For more information on the corn supply and price projections, go to http://www.usda.gov/oce/commodity/wasde/latest.pdf.

When commodity prices fall and stay low, it’s usually the young and beginning farmers people worry about, said Nebraska Farmers Union president John Hansen. That’s changing now.

After three years of market lows, it’s the average farmer, the good businessman and the midsized operator that are at risk of getting buried in debt and even going under, Hansen said.

“We’re burning cash and equity right now,” Hansen said. “When does the bank throw in the towel?”

And when do farmers?

This year, American corn farmers are rolling toward their biggest harvest ever. According to the World Agricultural Supply and Demand Estimates report, released Aug. 12 by the U.S. Department of Agriculture, this year’s harvest is projected at a record 15.2 billion bushels. Hansen said most of Nebraska’s farmers are on par to hit high yields with good quality crops, so long as the season’s weather and conditions hold out. But the same USDA report said the average price for corn is expected to drop another 25 cents from its already low price to an average of $2.85-$3.45. That’s assuming the best of the markets — most of Nebraska’s elevators are already offering less than $3 per bushel, Hansen said.

According to the Nebraska Farm Business Association, in 2015, the average, mid-sized corn farmer in the state lost $110.68 per acre, and the average farm in Nebraska is about 900 acres. The average soybean farmer lost about $100 per acre. Wheat farmers lost nearly $200 per acre. That’s anywhere from nearly $100,000 to almost $200,000 depending on the crop, and this year, that will only get worse since market value for crops has fallen 20-30 percent, Hansen said.

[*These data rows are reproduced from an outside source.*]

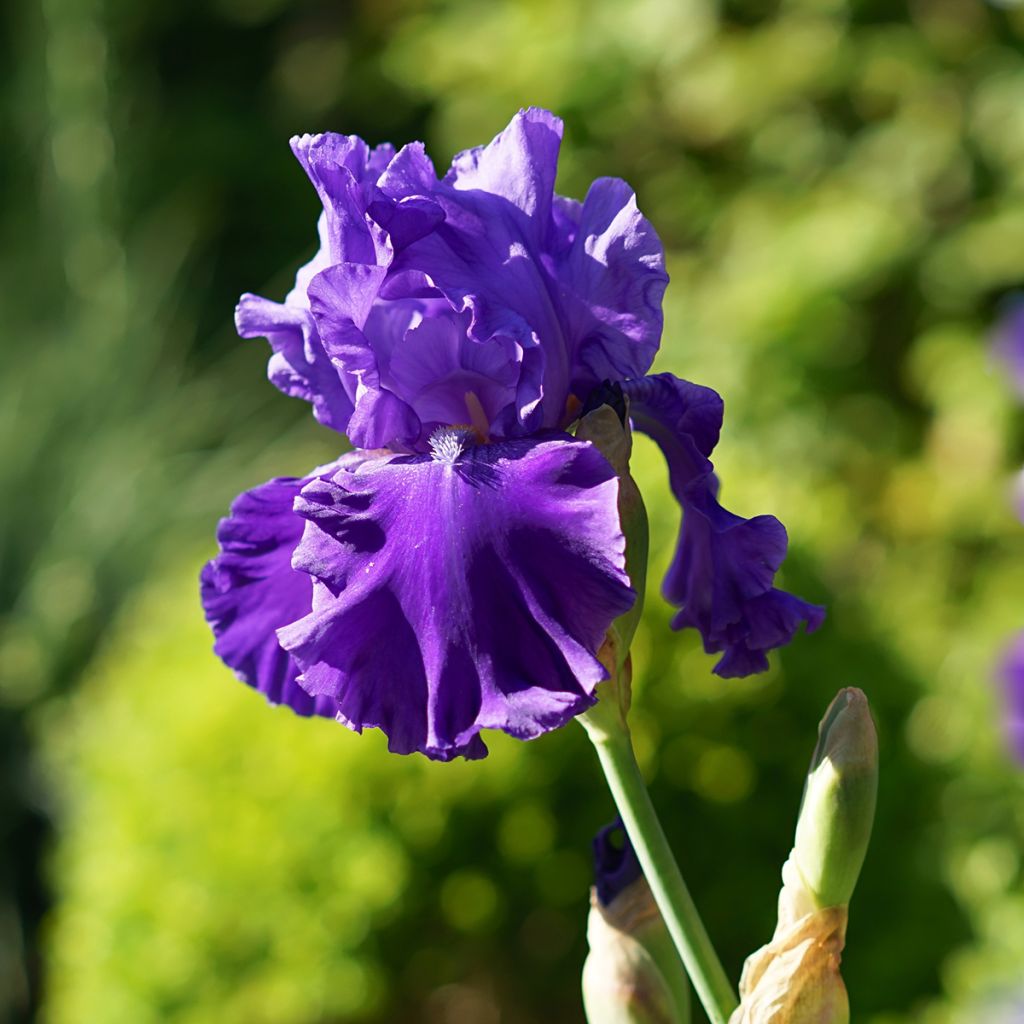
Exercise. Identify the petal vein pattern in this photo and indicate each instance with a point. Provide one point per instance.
(461, 591)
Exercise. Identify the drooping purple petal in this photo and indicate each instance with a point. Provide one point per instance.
(1011, 677)
(722, 577)
(250, 590)
(468, 589)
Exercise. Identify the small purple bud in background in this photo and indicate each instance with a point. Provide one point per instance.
(1008, 342)
(633, 974)
(1011, 678)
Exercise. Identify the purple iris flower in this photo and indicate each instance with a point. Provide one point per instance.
(460, 568)
(615, 863)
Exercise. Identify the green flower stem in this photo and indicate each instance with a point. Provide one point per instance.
(610, 736)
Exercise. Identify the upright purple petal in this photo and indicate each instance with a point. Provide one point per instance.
(250, 590)
(299, 366)
(468, 589)
(722, 577)
(519, 165)
(343, 171)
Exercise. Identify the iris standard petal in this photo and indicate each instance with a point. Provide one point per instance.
(613, 281)
(722, 577)
(464, 590)
(299, 367)
(250, 590)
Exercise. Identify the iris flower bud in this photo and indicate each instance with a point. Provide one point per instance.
(633, 974)
(795, 979)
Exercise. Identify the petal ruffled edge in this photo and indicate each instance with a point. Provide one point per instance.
(722, 577)
(462, 591)
(250, 590)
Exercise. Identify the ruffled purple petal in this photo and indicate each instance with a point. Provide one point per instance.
(722, 577)
(299, 366)
(1011, 675)
(343, 171)
(465, 590)
(615, 863)
(562, 294)
(250, 590)
(578, 287)
(615, 280)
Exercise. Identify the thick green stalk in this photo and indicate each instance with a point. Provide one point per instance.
(611, 739)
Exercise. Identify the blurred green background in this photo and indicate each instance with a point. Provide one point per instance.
(840, 187)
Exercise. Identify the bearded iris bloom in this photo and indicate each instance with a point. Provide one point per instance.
(460, 568)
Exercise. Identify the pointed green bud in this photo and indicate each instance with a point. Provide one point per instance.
(606, 426)
(838, 809)
(795, 979)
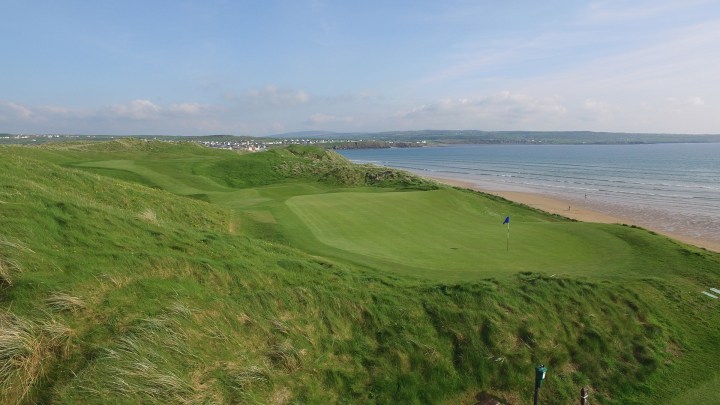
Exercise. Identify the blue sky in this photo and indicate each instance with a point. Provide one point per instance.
(267, 67)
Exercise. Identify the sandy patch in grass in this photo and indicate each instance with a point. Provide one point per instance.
(580, 211)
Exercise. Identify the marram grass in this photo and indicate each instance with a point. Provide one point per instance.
(158, 273)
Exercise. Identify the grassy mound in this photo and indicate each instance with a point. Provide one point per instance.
(149, 272)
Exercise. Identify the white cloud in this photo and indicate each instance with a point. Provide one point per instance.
(272, 96)
(136, 109)
(10, 111)
(502, 110)
(186, 108)
(322, 119)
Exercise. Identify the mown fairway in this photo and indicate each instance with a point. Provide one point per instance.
(446, 235)
(146, 272)
(454, 235)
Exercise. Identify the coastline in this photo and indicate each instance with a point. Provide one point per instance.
(578, 210)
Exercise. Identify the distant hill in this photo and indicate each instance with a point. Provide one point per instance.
(139, 271)
(494, 137)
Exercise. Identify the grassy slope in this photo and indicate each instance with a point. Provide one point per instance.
(138, 294)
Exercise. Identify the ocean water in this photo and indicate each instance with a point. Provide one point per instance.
(668, 187)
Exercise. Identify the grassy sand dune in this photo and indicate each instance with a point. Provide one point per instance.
(159, 273)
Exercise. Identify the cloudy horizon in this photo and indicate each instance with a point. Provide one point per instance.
(195, 68)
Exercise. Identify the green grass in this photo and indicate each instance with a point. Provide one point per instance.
(167, 273)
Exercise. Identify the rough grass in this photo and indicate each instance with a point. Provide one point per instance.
(113, 308)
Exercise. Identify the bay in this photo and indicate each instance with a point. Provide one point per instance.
(672, 188)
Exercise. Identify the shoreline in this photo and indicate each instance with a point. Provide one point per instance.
(578, 210)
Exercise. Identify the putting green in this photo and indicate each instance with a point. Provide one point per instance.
(452, 235)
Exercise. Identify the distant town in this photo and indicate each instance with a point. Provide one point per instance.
(391, 139)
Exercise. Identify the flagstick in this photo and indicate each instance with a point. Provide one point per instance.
(508, 239)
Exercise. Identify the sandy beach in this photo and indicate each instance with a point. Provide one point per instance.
(582, 211)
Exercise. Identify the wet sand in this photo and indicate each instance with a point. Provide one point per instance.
(585, 211)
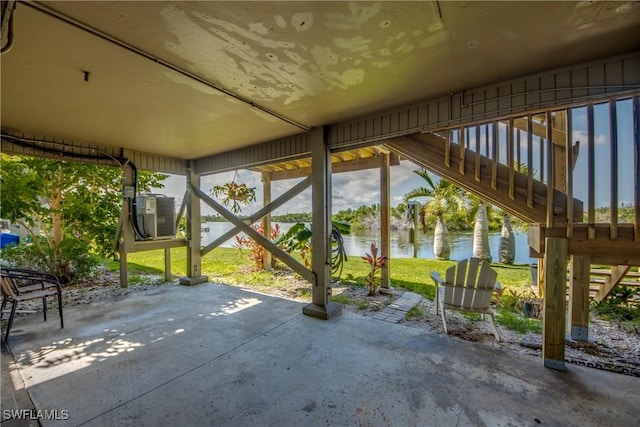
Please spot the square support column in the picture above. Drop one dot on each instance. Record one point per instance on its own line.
(579, 297)
(128, 238)
(194, 229)
(555, 296)
(321, 305)
(385, 223)
(266, 220)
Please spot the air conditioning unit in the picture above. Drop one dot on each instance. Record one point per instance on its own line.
(155, 214)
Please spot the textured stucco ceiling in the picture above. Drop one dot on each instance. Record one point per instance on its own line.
(232, 74)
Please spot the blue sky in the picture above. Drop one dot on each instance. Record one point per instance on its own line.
(350, 189)
(354, 189)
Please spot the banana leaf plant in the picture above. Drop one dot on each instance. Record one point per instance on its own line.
(298, 238)
(375, 264)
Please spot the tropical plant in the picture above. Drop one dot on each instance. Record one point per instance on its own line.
(375, 264)
(236, 194)
(441, 198)
(298, 237)
(481, 248)
(507, 250)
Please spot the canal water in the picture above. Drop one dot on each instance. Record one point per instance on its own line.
(359, 242)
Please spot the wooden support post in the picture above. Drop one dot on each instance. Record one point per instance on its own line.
(512, 185)
(555, 272)
(167, 264)
(194, 228)
(321, 305)
(385, 224)
(591, 174)
(266, 220)
(579, 297)
(636, 167)
(128, 239)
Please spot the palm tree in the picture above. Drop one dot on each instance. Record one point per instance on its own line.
(441, 197)
(507, 251)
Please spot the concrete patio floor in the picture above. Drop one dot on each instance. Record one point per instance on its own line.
(221, 356)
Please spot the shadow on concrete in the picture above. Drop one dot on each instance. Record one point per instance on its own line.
(219, 355)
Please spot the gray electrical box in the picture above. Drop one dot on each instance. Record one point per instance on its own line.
(155, 215)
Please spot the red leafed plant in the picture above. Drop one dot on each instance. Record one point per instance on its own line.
(375, 264)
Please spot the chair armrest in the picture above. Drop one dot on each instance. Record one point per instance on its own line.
(28, 280)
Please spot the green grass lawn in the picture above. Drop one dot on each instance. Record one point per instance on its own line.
(226, 265)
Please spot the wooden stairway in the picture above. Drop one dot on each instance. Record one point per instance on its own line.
(513, 191)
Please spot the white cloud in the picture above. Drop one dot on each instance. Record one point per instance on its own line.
(349, 189)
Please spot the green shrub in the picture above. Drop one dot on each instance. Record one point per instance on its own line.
(518, 323)
(71, 260)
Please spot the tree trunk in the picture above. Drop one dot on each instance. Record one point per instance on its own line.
(441, 248)
(507, 251)
(481, 247)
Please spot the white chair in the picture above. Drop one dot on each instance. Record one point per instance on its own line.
(467, 286)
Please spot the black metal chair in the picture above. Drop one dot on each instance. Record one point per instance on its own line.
(20, 285)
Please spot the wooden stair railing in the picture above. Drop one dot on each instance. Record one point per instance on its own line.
(474, 173)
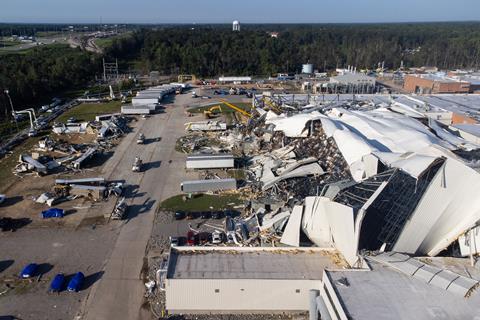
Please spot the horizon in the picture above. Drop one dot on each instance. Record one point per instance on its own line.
(248, 12)
(243, 23)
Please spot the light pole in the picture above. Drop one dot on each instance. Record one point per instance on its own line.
(11, 106)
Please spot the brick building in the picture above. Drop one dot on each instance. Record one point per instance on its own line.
(428, 83)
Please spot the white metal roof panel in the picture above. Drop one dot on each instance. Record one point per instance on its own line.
(443, 279)
(426, 273)
(463, 286)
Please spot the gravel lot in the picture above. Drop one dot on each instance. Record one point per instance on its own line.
(55, 250)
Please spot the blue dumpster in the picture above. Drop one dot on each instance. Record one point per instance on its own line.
(29, 270)
(57, 283)
(76, 282)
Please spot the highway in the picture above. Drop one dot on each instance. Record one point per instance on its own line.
(119, 293)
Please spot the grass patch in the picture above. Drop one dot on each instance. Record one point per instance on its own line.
(107, 42)
(88, 111)
(10, 161)
(201, 202)
(7, 43)
(225, 109)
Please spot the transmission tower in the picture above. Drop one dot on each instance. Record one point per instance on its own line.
(110, 70)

“Rural America needs help,” said Chip Bowling, president of the National Corn Growers Association, in a news release following the release of the World Agricultural Supply and Demand Estimates report. “With prices for a number of crop and livestock commodities already below the cost of production, the potential losses in rural America will result in fewer family farms, fewer jobs and economic hardship. We need real solutions that help us access markets, expand biofuel use and ensure a more sustainable future.”

Those answers have to come in the form of public policy that keeps ag at the forefront, Hansen said. In Nebraska, that means lowering property taxes so landlords can lower cash rents and alleviate pressure on farmers, he said. That also means creating some way to manage the national food supply in a way that’s economically sustainable, rather than the status quo. As things are, economic conditions force farmers to overproduce crops to come close to breaking even, then the market is flooded and crop prices fall even further.

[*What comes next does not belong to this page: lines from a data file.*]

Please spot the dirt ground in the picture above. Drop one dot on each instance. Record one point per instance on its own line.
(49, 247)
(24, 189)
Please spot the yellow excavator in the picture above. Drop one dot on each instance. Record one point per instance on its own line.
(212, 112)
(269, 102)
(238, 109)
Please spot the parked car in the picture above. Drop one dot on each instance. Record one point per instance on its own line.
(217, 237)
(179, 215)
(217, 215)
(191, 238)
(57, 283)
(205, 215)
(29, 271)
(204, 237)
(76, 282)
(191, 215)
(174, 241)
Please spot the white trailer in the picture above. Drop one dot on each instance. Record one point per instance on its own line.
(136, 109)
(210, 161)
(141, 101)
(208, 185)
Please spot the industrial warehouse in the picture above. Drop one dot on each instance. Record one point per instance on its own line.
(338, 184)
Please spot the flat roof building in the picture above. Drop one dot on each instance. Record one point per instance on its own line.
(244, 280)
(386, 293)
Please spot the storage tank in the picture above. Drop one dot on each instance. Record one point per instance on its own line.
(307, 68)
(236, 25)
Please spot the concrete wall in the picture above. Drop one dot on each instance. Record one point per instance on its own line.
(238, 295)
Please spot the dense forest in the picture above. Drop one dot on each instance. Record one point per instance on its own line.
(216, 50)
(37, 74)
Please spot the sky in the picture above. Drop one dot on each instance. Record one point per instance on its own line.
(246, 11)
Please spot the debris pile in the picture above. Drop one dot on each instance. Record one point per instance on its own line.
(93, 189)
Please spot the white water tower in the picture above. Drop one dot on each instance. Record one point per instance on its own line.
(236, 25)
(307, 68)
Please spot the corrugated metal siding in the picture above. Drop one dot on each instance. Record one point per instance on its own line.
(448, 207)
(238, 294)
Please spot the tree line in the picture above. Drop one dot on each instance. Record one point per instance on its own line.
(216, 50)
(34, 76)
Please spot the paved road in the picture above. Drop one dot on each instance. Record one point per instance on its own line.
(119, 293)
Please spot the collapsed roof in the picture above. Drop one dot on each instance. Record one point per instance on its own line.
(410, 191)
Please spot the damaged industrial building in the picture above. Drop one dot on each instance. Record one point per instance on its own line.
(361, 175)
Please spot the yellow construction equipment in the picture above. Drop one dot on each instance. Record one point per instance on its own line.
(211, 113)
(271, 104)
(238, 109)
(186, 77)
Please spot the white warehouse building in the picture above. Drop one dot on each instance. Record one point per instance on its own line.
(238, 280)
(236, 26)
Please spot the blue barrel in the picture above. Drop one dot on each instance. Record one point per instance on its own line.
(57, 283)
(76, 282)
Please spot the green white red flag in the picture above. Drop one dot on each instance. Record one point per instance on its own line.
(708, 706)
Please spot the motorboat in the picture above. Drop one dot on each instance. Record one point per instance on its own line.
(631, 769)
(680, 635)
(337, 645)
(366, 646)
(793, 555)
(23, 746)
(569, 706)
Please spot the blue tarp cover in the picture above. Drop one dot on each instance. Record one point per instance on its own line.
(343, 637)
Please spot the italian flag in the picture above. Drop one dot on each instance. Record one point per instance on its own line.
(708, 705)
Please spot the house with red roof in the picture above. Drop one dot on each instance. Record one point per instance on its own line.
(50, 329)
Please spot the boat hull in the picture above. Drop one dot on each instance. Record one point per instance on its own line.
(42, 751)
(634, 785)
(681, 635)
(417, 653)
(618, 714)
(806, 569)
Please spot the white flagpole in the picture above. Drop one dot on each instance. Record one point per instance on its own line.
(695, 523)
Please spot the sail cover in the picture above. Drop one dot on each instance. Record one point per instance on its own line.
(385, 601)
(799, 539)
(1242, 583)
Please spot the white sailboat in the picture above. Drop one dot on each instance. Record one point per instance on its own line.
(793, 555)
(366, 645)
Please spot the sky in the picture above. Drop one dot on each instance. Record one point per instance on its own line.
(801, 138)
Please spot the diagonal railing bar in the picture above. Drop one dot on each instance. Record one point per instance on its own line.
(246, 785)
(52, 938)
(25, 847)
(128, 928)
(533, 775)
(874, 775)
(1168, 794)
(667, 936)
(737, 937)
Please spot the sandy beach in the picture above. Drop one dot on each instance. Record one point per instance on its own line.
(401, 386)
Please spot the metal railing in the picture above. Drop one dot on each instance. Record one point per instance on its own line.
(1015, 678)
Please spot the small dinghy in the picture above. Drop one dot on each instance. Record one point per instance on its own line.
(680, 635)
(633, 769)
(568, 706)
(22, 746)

“What we have is a completely nonsensical system which causes booms and busts,” he said. “The economic crisis we’re facing is a failure that is directly tied to an unrealistic and dysfunctional national farm and food policy.”

Sam Hake, who farms corn and soybean and feeds cattle near Madison, said it’s going to be a challenge this year to get the harvest sold. In June, there was a slight uptick in prices, and some producers were able to sell their crops at a better market value. But Hake said since he grows on mostly dryland, he wasn’t comfortable taking that gamble with the futures.

That said, Hake said his harvest this year is looking excellent and most of the producers in his area will likely have above average harvests, so that will help offset some of the low prices.

“It’s going to be a challenge,” he said, “but I imagine we’ll get through it.”

If producers didn’t catch that June opportunity, there’s not much at this point they can do, other than hope for some luck and continue the best management practices already implemented, Hansen said.

“A lot of the management things that you can do when it comes time to look at the crops you raise and the inputs you use — most of those things have already been done,” he said. “Now, it’s trying to continue to keep a tight rein on spending and look at if the market ever perks up and looks like there’s some short term rallies later on. You have to really be a prepared and watchful marketer.”❖

Editor’s note: This story has been edited from it’s original version to reflect the correct estimates for the total amounts lost by Nebraska farmers in 2015.